I was, however, disturbed by Eisenbach’s uninformed comment that in Armstrong’s 1986 Playmate pictorial, the text that accompanied the picture “in quintessential Playboy fashion, conveyed little of Armstrong’s actual personality.” Although I did not write or edit the Armstrong text, I have worked on enough Playmate features over the years to assure you that it is indeed Playboy’s fashion—quintessential and otherwise—to depict the women who appear in our magazine in the most accurate light possible. In fact, we depend on the Playmates themselves for the majority of input in shaping their published profiles.

Bruce Kluger
Senior Editor, Playboy
New York City


Below the Belt

Your magazine is very informative and has kept me up to date on the ever-changing world of the AIDS epidemic.
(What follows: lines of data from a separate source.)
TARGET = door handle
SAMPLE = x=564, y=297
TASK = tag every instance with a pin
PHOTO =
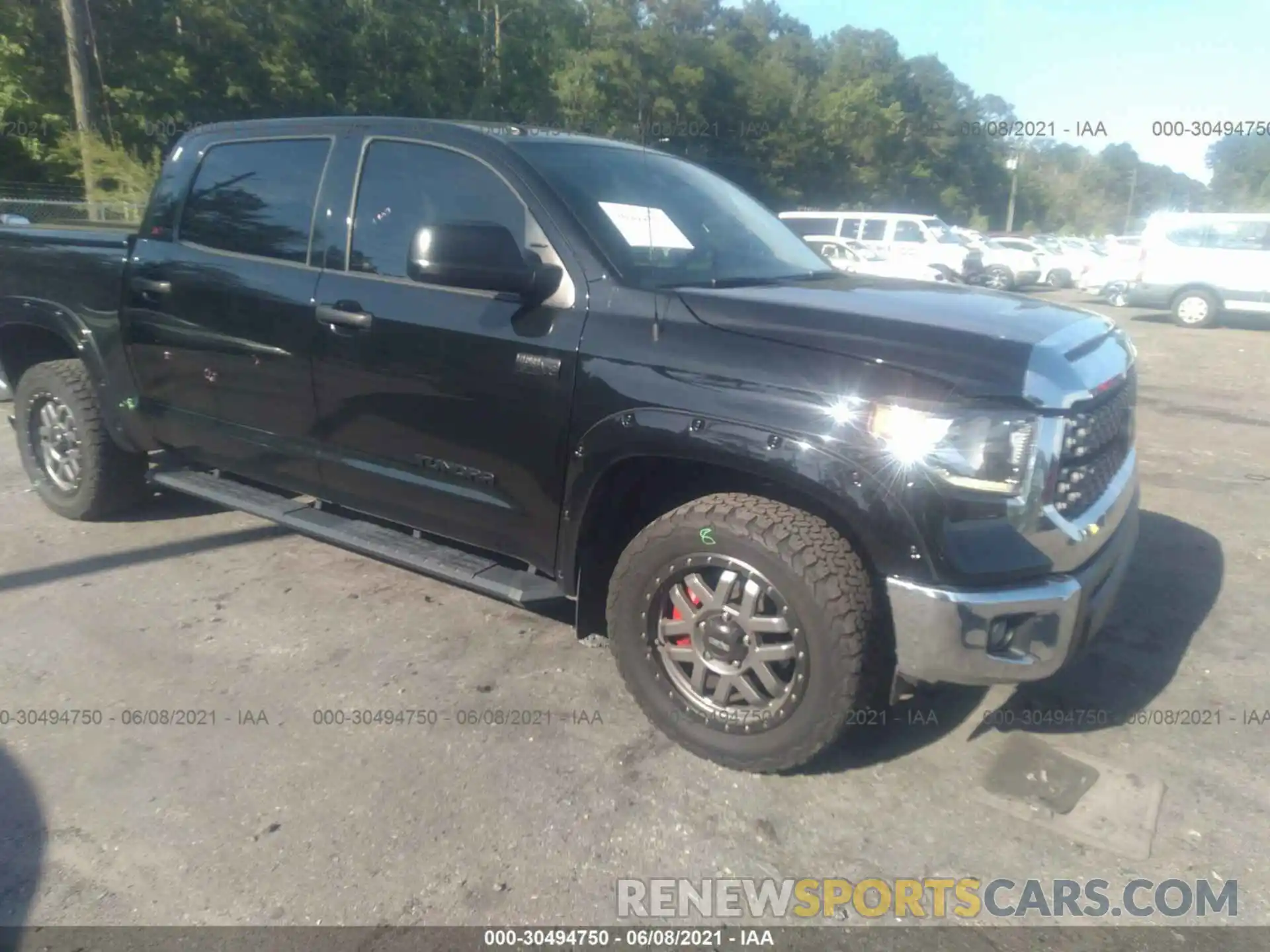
x=334, y=315
x=151, y=287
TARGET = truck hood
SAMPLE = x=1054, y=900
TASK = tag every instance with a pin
x=981, y=343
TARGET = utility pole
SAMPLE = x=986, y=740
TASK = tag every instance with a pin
x=1128, y=211
x=77, y=59
x=1013, y=164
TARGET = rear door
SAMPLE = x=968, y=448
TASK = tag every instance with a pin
x=444, y=409
x=873, y=234
x=1238, y=257
x=219, y=317
x=908, y=239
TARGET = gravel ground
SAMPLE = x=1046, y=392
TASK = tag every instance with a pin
x=269, y=818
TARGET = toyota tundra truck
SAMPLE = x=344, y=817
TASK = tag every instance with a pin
x=548, y=367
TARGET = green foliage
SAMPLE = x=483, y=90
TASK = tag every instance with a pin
x=845, y=121
x=117, y=175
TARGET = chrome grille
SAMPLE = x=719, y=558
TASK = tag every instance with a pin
x=1096, y=440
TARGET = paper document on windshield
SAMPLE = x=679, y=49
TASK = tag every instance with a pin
x=646, y=227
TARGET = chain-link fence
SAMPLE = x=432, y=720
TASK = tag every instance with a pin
x=46, y=211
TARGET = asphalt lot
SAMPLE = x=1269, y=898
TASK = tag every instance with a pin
x=290, y=822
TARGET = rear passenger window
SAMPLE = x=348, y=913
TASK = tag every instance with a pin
x=874, y=230
x=1188, y=238
x=812, y=226
x=1240, y=237
x=908, y=231
x=257, y=198
x=408, y=186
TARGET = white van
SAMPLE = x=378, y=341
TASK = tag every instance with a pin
x=1198, y=264
x=893, y=234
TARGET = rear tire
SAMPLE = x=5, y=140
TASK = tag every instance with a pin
x=1195, y=309
x=77, y=467
x=794, y=571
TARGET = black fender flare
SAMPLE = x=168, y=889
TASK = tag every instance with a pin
x=874, y=514
x=98, y=344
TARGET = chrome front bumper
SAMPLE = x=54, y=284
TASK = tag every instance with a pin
x=1023, y=633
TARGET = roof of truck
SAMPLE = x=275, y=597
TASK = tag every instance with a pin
x=402, y=125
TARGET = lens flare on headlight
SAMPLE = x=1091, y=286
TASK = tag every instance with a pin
x=908, y=436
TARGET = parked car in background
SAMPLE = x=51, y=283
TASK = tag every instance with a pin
x=1122, y=245
x=1058, y=267
x=1007, y=268
x=851, y=257
x=1111, y=278
x=1201, y=264
x=921, y=238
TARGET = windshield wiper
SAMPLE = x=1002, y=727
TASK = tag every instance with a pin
x=749, y=282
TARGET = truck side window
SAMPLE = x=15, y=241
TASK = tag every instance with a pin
x=874, y=230
x=255, y=198
x=908, y=231
x=1240, y=237
x=812, y=226
x=407, y=186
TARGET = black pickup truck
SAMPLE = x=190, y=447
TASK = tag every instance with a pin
x=548, y=366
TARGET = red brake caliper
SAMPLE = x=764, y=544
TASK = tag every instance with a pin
x=677, y=617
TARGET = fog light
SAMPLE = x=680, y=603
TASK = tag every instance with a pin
x=1000, y=635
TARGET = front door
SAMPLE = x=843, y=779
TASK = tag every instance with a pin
x=219, y=321
x=440, y=408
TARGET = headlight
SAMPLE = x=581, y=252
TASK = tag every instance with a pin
x=990, y=452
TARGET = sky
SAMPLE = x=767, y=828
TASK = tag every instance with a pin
x=1126, y=63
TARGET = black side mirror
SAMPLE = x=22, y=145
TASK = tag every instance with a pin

However, here in the Bible Belt, I have found that it has been offensive to some people. I rely on your publication when doing educational presentations and working directly with PWAs. Do you think you can tone it down so it can reach all people and not just one group?

Alfonso DeLaBarrera
Via the Internet


Clarification: In last month’s Do Tell, three details about Sustiva (efavirenz) demand clarification. Sustiva causes a false positive test on only one of many screening tests for THC, the active ingredient in marijuana. As reported, the drug’s maker, DuPont Pharma, has plans to introduce a 300 mg pill, but says that a full 600 mg once-a-day-two 300 mg pills taken together-remains the standard dose. And DuPont has just announced that 23 percent of people in clinical trials reported “mental status changes,” usually quite mild.